As of October, Venes will need a visa before coming here
by Eric Jackson
For several years there has been some strident agitation against foreigners, especially by PRD legislator Zulay Rodríguez and a faction of the PRD, an affiliate party of the Socialist International. That party, still Panama’s largest, has fallen upon hard times and Zulay would remake it into an immigrant-bashing formation like France’s National Front. Colombians, with whom Zulay had some controversial dealings as a judge, she dismisses as “scum.” Nicaraguans coming to take low-paying jobs and American permanent tourists have also taken some of the wrath. But because of Venezuela’s crisis, a mostly ruined middle class and some folks who still have money have been fleeing here in droves for years. A few of these immigrants have done or said obnoxious things, which have then been used by some to characterize the great majority of Venezuelans here — who are not like that. It’s the Venes who have been the targets of most of the complaints about immigration into Panama.

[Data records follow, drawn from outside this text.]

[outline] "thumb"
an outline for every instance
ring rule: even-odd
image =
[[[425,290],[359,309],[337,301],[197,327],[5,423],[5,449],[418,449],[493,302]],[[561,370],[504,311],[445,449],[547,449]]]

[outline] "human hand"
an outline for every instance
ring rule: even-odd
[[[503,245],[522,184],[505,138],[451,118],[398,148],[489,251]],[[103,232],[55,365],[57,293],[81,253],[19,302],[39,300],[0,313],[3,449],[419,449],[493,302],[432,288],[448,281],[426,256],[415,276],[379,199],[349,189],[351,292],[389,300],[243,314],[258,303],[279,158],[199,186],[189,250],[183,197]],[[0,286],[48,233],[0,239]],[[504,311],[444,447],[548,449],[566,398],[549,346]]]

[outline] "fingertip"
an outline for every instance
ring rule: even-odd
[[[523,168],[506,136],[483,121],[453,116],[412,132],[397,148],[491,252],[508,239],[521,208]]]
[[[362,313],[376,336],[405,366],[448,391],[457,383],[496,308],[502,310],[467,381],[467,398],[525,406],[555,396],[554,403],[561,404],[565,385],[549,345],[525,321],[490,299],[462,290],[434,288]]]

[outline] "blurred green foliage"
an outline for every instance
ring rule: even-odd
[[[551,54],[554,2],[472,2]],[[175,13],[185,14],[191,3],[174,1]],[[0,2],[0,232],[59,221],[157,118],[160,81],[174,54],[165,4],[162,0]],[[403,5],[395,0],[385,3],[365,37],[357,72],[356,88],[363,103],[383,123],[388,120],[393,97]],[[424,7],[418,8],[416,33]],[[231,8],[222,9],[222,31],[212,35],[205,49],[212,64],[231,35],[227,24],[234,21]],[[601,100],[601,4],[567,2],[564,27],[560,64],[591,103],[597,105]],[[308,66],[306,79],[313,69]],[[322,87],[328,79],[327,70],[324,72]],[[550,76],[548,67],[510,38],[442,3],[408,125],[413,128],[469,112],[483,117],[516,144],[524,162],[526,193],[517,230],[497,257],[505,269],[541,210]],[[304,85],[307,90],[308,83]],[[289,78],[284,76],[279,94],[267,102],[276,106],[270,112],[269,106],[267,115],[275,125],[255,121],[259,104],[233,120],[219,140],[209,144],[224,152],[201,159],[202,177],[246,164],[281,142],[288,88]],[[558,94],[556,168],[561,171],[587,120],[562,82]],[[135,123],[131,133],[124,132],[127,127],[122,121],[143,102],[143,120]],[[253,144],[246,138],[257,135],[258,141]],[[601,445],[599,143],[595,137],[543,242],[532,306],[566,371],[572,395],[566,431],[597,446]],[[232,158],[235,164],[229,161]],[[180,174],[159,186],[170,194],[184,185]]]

In their historical roots, Varela’s Panameñista Party was founded by the Nazi sympathizer Arnulfo Arias and the PRD traces back to José A. Remón, the military officer who played an important role in the coup that ousted Arias on the eve of the US entry into World War II and went on to be elected president in the 50s. One might expect the immigrant bashers and those whom they accuse of being too soft to be aligned the other way around. Times change.

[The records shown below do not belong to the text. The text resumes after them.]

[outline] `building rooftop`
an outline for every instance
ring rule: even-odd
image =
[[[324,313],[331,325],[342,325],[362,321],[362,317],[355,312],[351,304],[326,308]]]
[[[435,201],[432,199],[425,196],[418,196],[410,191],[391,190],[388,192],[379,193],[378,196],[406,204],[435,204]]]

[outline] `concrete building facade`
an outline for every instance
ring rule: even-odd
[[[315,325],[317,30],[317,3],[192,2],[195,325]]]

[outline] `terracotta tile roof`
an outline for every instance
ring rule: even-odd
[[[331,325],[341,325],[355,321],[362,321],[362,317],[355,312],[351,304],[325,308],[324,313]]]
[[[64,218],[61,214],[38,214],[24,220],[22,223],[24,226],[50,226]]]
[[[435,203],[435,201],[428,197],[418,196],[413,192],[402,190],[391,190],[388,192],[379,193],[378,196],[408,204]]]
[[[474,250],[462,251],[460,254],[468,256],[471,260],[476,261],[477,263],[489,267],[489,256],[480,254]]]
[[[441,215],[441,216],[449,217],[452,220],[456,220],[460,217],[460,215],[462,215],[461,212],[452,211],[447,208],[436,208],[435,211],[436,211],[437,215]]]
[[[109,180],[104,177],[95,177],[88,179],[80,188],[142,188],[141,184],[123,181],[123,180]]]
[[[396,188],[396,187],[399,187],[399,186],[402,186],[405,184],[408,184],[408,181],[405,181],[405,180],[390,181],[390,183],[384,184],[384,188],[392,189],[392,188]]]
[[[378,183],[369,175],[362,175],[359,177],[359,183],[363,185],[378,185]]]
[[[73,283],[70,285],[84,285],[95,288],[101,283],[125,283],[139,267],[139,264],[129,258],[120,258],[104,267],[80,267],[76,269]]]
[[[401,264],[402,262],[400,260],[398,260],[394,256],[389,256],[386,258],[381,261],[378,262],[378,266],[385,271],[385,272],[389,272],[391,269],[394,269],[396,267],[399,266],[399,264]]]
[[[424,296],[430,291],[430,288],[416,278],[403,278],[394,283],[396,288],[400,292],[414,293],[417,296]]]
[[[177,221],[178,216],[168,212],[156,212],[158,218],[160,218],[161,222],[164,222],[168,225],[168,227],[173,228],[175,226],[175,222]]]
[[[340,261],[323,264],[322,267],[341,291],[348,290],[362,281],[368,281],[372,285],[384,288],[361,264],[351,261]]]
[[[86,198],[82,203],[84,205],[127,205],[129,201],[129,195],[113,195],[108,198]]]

In any case, what’s a relatively unpopular Panamanian president to do, with Venezuela just the other side of Colombia from us and conditions so bad in Venezuela that people are trying to get out however and to wherever they can? Moreover, what’s he to do with the breakdown of Venezuela’s Bolivarian constitutional order and the US president using that as an excuse to threaten military action?

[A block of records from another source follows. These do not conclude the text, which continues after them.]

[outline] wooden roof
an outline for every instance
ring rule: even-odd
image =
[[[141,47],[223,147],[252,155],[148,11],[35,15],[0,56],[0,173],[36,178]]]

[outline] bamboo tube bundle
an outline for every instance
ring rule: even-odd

On August 22 Varela went on national television and announced that as of October 1, Venezuelans would need to get a Panamanian visa stamped in their passports before coming to Panama. He said that this measure would last as long as the crisis in Venezuela does. He reiterated Panama’s position that Venezuelans should negotiate a peaceful settlement of their problems among themselves. The president avoids the xenophobic posturing, while saying that he’s protecting Panama’s national interests and sending a tacit message to his Venezuelan counterpart that the collapse of another country’s oil economy will not be Panama’s burden to bear.